Blog post

What has being a partner in general practice ever done for me?

For International Women’s Day, Sheinaz Stansfield reflects on the opportunities being an equal managing partner in a GP practice has given her.
Sheinaz Stansfield

8 March 2022

After facing bias and discrimination as a nurse and an Asian woman, Sheinaz Stansfield is using her role as GP practice manager and PCN Network board member to influence a future that celebrates diversity in health and care delivery models and workforce.

I wasn’t always a successful leader. Without any formal qualifications, I started life in the NHS as a healthcare assistant, working my way up the nursing profession, collecting qualifications at night school, travelling up the B-roads and having little influence to improve patient care as a clinician, I became a manager in commissioning, facing bias and discrimination as a nurse and Asian woman.

Feeling the impact of change fatigue, I sought to leave the NHS in pursuit of an academic career, but soon realised that wasn’t the path for me.

Healthy conflict, not artificial harmony

I detest artificial harmony. Healthy conflict, where all voices are heard so that we may reach the right decisions, where opposition opens the way for innovation, is my aspiration.

After one such discussion, I was invited to apply for a practice manager job at Oxford Terrace and Rawling Road Medical Group (OTRR), being told: “We need someone with complementary skills who will challenge us and be strategically outward looking for our practice”. I took the job for 18 months and 14 years later it is the best career decision I ever made.

This is a secular, democratic, practice with one senior partner, with a distributed compassionate leadership style. I am an equal partner on merit, bringing complementary skills. I feel immersed in an environment that allows the exploration of differences, in a safe and nurturing way, so that we may understand each other better, be more tolerant and celebrate the unique differences we bring. What does this mean to me?

  • Diversity is celebrating difference, it's about empowering people by respecting and appreciating what makes them different, in terms of age, gender, ethnicity, religion, disability, sexual orientation, education, and national origin.
  • Inclusion embraces these differences, allowing opportunities, listening to and valuing everyone’s contribution.
  • Equality is treating everyone the same, and everyone receiving the same benefits.
  • Equity bolsters diversity and inclusion by treating people with fairness and justice.

I worry that voices of nurses and non-clinical staff in primary care are unheard. We have no competency, HR frameworks or development programmes to plan careers and grow as individuals. At practice level we are denied this benefit in the fear we may leave. Nationally, we have limited advocacy and therefore, left without a voice. Given that many working in these roles in primary care are women, many from BME groups, without the necessary opportunities and exposure to what good may look like, the bias and discrimination is hidden.

Membership on the PCN Network board gives me a voice, propelling me right into the heart of national policy. Out of my comfort zone is not a place I could have ever expected to find myself.

Being in the room where it happens

I care deeply about general practice, patients and our staff. To influence their welfare and future, I will take every opportunity to peek into the room where it happens.

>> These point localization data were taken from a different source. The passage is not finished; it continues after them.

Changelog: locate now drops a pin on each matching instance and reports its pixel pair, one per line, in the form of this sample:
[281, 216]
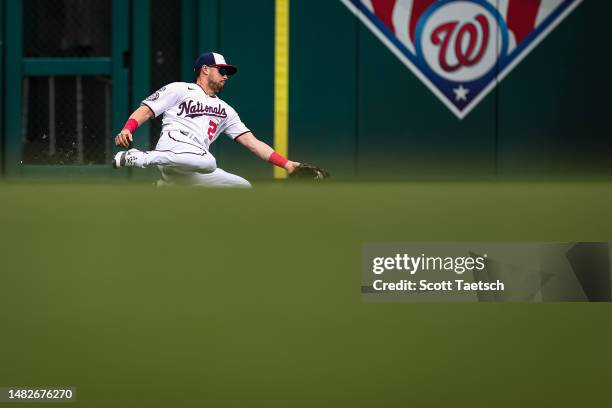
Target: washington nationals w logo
[461, 49]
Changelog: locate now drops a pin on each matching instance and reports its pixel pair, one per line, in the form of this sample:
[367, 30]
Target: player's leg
[174, 151]
[218, 178]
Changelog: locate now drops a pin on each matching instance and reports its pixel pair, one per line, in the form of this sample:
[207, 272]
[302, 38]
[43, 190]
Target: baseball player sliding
[194, 117]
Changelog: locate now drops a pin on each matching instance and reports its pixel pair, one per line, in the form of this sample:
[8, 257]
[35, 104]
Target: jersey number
[212, 129]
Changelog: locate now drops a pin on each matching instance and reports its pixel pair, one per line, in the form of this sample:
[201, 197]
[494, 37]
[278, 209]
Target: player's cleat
[130, 158]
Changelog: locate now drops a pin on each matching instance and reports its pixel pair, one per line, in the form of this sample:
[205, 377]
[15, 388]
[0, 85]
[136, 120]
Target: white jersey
[187, 108]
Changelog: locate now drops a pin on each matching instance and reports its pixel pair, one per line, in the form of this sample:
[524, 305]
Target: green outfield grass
[191, 297]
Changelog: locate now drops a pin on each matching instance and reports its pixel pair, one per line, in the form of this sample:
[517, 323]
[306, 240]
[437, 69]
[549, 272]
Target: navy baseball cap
[215, 60]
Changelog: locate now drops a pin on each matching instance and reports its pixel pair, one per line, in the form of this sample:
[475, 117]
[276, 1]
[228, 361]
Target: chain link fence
[67, 28]
[66, 120]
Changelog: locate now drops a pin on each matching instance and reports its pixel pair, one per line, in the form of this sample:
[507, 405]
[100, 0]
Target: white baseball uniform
[192, 121]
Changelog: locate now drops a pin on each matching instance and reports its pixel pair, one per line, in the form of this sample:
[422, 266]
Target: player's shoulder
[179, 87]
[225, 105]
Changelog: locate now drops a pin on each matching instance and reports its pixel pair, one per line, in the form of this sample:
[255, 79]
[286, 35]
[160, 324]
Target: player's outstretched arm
[137, 118]
[265, 152]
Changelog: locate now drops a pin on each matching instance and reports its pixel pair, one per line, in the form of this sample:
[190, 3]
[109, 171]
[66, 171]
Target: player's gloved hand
[308, 171]
[291, 166]
[123, 138]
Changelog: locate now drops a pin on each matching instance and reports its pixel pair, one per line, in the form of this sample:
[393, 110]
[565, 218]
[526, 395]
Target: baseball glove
[308, 171]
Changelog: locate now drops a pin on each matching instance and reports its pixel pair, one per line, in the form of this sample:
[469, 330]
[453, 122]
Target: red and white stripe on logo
[402, 16]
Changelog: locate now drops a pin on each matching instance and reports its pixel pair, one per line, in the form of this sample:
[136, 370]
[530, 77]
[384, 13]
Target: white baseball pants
[183, 162]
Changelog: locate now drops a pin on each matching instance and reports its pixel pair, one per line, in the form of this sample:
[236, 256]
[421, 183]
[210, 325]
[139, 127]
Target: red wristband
[131, 125]
[277, 160]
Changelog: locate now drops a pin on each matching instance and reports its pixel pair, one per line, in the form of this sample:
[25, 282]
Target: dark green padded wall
[555, 109]
[323, 86]
[246, 39]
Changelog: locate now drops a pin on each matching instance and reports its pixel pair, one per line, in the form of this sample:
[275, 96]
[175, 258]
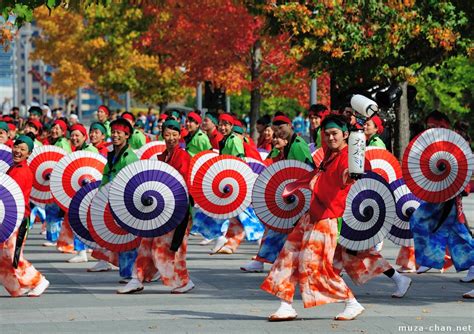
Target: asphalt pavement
[225, 300]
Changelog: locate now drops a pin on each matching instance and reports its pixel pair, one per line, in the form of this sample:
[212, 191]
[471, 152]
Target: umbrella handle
[147, 201]
[289, 199]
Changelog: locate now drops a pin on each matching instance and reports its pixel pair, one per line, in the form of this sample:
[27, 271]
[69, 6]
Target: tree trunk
[402, 130]
[255, 96]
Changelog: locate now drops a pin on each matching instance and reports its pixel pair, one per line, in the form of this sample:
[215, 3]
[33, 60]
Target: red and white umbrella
[437, 165]
[12, 206]
[222, 187]
[103, 228]
[197, 161]
[151, 150]
[277, 212]
[6, 158]
[383, 163]
[74, 171]
[42, 161]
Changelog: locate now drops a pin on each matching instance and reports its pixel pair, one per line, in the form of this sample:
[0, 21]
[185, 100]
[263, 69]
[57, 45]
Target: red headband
[281, 118]
[61, 124]
[194, 116]
[378, 123]
[128, 117]
[104, 109]
[438, 123]
[227, 118]
[121, 127]
[36, 124]
[80, 128]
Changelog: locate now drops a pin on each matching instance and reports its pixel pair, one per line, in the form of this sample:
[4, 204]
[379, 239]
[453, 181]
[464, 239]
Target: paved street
[225, 300]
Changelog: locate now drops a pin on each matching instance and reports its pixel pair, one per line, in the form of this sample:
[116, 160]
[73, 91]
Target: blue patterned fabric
[79, 245]
[54, 220]
[209, 228]
[37, 211]
[271, 245]
[252, 226]
[430, 247]
[126, 262]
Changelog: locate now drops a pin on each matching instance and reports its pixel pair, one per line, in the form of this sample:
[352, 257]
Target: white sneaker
[285, 312]
[253, 267]
[351, 311]
[133, 286]
[220, 242]
[185, 288]
[423, 269]
[156, 277]
[469, 277]
[378, 247]
[403, 284]
[469, 295]
[100, 266]
[79, 258]
[205, 242]
[39, 289]
[49, 244]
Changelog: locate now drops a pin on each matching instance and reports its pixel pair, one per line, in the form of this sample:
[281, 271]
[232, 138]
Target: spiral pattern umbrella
[263, 153]
[74, 171]
[437, 165]
[405, 203]
[222, 186]
[151, 150]
[6, 158]
[42, 161]
[275, 211]
[197, 161]
[383, 163]
[12, 206]
[103, 228]
[77, 213]
[369, 214]
[148, 198]
[256, 165]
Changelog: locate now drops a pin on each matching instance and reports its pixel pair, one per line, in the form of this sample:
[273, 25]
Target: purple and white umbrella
[369, 214]
[6, 158]
[12, 206]
[406, 203]
[78, 209]
[148, 198]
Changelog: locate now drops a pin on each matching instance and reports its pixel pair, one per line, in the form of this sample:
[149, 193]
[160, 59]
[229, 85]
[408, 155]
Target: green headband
[27, 140]
[4, 126]
[331, 125]
[172, 124]
[98, 126]
[212, 118]
[238, 129]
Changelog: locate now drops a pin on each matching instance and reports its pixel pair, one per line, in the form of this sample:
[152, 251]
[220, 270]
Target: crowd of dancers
[309, 255]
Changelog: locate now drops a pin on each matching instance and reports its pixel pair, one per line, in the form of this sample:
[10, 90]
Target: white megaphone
[364, 106]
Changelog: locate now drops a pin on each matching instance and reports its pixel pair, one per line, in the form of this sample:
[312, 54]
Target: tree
[374, 42]
[99, 42]
[222, 41]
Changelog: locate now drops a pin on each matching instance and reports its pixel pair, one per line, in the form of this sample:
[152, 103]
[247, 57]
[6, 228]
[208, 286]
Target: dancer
[166, 255]
[22, 279]
[307, 255]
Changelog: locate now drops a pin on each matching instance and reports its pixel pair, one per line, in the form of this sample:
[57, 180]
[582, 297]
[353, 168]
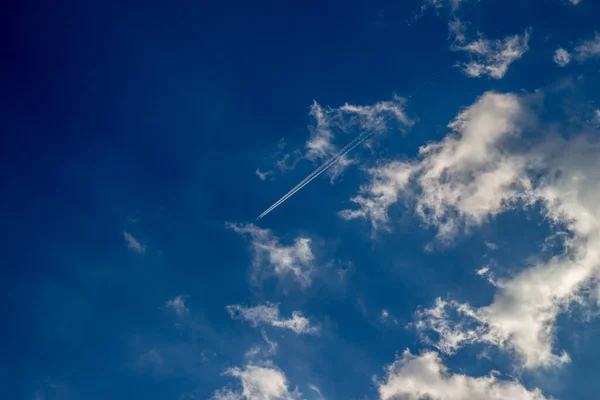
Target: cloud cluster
[133, 244]
[493, 57]
[376, 118]
[271, 258]
[588, 48]
[177, 305]
[477, 172]
[258, 382]
[562, 57]
[268, 314]
[458, 182]
[425, 376]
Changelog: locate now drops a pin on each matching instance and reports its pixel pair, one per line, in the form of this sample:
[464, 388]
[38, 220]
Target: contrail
[324, 167]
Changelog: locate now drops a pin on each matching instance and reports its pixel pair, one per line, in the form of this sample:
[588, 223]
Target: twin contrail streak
[324, 167]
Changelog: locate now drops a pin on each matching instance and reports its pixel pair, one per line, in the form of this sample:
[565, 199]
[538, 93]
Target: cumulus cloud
[459, 181]
[588, 49]
[456, 27]
[493, 57]
[177, 305]
[133, 244]
[477, 172]
[271, 258]
[268, 314]
[425, 376]
[258, 382]
[562, 57]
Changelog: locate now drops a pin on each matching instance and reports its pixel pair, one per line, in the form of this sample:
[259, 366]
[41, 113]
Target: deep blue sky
[152, 117]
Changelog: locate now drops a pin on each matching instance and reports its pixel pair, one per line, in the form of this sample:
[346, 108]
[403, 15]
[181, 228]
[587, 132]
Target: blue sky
[451, 255]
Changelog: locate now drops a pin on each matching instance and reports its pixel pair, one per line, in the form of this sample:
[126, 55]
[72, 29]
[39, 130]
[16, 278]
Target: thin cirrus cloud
[177, 305]
[493, 57]
[321, 144]
[417, 377]
[562, 57]
[490, 58]
[133, 244]
[477, 172]
[588, 49]
[271, 258]
[268, 314]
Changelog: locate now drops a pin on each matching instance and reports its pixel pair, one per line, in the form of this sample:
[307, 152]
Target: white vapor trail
[324, 167]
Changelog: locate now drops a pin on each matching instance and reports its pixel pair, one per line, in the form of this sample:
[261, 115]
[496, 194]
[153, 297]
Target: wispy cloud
[271, 258]
[493, 57]
[479, 171]
[562, 57]
[588, 48]
[413, 377]
[177, 305]
[133, 244]
[268, 314]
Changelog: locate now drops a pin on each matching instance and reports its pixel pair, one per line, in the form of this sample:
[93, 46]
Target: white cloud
[562, 57]
[258, 382]
[263, 175]
[425, 376]
[133, 244]
[588, 49]
[479, 171]
[375, 118]
[268, 314]
[273, 258]
[493, 57]
[177, 305]
[457, 182]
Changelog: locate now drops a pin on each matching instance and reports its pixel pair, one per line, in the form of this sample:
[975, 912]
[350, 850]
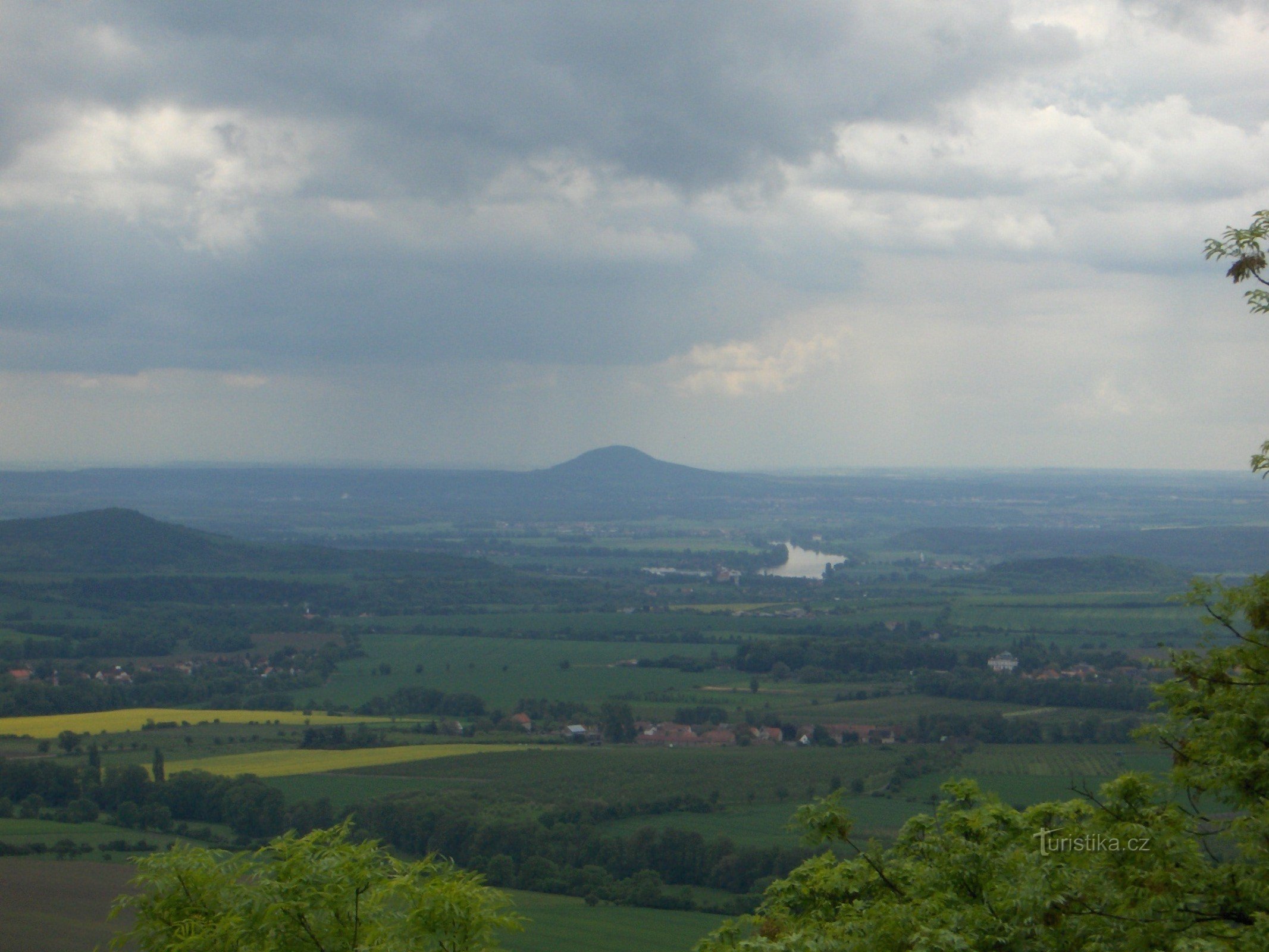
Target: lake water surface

As an avid fan of Hamilton the Musical, these lyrics from the song The Room Where it Happens come to mind:

‘No one really knows how the parties get to ‘Yes,’
The pieces that are sacrificed in every game of chess,
We just assume that it happens,
But no one else is in the room where it happens.’

I care deeply about general practice, patients and our staff. To influence their welfare and future, I will take every opportunity to peek into the room where it happens. Doors are opening into many rooms. I am welcomed in some where my contribution is valued and listened to, seeing my voice in the ensuing policy documents. Other rooms I am invited into do not fit my personal values and beliefs, but I stay there to learn and influence and so that I may prepare for any future injustice or inequalities that may be visited on those I serve.

Leadership at the ‘top’ of primary care has changed. Hero leader men have been joined by amazing brave women, bringing diversity and a collaborative, inclusive style. These leaders are lambasted by patients for working part time, with portfolio careers to engage in caring duties, whilst on social media they are criticised and challenged by peers. I see them as a buffer between policy and our real world. I dread to think what would rain down on us if they were not the umbrella protecting us. Like them, I feel a duty to stay in the room no matter how unpalatable.

Complementing a range of diverse leaders and thinking, I will use my voice and humbling influence to explore new models enabling the partnership model to flourish

Becoming a practice manager at OTRR gave me a glimpse of what good could look like for a woman of colour defeated by the NHS, both as a patient and manager.

Complementing a range of diverse leaders and thinking, I will use my voice and humbling influence to explore new models enabling the partnership model to flourish, through innovation with equal and equitable access to our diverse communities.  

This, I hope, will get us into the room to describe a future that celebrates diversity in delivery model and workforce - enabling equality and equity to build a more sustainable tomorrow for our practices and our people.

Sheinaz Stansfield is managing partner at Oxford Terrace and Rawling Road Medical Group, and director of transformation for Birtley, Oxford Terrace PCN.